The Fertility factor (also known as the F factor, sex factor, or F-plasmid) is a bacterial DNA sequence that allows a bacterium to produce a sex pilus necessary for conjugation. The F plasmid belongs to a class of conjugative plasmids that control their sexual functions with a fertility inhibition (Fin) system in which a trans-acting factor, FinO, and antisense RNAs, FinP, combine to repress the expression of an activator, TarJ, of the tra operon. The tra operon encodes functions required for conjugal replication and transfer. The finO gene of the original F plasmid is interrupted by an IS3 insertion, resulting in constitutive tra operon expression, in E. coli K12.
The most common functional segments constituting F factors are:
When an F+ cell conjugates with an F− cell, the result is two F+ cells, both capable of transmitting the plasmid further by conjugation.

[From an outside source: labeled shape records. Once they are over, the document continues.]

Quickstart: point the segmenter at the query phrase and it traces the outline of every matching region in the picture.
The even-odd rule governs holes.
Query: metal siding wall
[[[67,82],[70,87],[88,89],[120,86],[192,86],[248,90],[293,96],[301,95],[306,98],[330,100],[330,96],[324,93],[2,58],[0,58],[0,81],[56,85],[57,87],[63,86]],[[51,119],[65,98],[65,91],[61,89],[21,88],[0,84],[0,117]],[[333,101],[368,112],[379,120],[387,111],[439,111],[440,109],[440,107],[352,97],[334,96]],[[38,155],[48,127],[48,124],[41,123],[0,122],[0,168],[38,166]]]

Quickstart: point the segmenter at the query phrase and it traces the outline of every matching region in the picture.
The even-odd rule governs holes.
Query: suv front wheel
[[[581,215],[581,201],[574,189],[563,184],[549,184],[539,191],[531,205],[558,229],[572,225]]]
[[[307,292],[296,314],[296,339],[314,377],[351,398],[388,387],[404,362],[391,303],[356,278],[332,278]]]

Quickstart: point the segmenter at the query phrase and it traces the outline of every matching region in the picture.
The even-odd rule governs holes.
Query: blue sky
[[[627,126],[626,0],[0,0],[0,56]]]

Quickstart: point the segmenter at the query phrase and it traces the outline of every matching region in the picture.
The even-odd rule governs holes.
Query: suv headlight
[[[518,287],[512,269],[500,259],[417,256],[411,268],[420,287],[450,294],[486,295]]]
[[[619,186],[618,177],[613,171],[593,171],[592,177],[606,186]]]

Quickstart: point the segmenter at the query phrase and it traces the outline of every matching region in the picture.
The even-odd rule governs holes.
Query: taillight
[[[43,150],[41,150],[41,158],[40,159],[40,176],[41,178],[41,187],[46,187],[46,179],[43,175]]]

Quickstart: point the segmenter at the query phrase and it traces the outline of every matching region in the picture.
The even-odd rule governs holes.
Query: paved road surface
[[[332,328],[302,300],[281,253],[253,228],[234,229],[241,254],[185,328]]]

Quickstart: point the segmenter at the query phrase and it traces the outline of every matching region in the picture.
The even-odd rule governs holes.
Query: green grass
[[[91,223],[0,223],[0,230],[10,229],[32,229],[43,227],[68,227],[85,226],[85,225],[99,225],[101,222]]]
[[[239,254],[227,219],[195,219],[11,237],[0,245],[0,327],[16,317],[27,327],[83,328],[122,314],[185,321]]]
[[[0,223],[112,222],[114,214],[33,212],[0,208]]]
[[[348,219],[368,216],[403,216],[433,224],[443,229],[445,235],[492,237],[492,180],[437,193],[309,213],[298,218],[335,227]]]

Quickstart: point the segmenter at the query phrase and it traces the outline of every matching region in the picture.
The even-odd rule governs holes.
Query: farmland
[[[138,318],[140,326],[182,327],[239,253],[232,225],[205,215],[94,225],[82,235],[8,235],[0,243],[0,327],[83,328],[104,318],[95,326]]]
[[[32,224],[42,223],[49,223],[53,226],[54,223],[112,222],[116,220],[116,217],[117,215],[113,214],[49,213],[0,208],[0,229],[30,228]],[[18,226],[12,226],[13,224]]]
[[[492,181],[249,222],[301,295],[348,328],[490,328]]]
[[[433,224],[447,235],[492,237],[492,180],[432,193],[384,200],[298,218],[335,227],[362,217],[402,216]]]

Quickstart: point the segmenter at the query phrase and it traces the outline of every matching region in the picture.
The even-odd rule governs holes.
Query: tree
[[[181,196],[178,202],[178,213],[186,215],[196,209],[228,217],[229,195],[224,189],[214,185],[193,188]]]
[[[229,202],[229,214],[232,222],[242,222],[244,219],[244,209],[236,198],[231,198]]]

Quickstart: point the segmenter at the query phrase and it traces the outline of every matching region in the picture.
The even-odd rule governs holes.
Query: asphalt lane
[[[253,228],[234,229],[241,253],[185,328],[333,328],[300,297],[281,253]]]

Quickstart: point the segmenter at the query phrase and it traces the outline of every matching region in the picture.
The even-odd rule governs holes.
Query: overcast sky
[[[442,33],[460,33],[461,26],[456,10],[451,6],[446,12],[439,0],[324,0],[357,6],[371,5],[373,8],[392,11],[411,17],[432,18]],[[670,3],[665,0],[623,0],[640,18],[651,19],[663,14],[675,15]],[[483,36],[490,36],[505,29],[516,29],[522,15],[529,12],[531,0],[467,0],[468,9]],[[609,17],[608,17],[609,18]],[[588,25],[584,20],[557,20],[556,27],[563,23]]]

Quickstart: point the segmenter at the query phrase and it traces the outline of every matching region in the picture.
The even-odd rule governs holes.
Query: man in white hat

Unlike other plasmids, F factor is constitutive for transfer proteins due to the gene traJ. This means that an F+ bacteria can always act as a donor cell. In the case of Hfr, the result are two Hfr cells. When F-prime plasmids are transferred to a recipient bacterial cell, they carry pieces of the donor's DNA that can become important in recombination. Bioengineers have created F plasmids that can contain inserted foreign DNA; this is called a fosmid.
The first DNA helicase ever described is encoded on the F-plasmid and is responsible for initiating plasmid transfer. It was originally called E. coli DNA Helicase I, but is now known as F-plasmid TraI.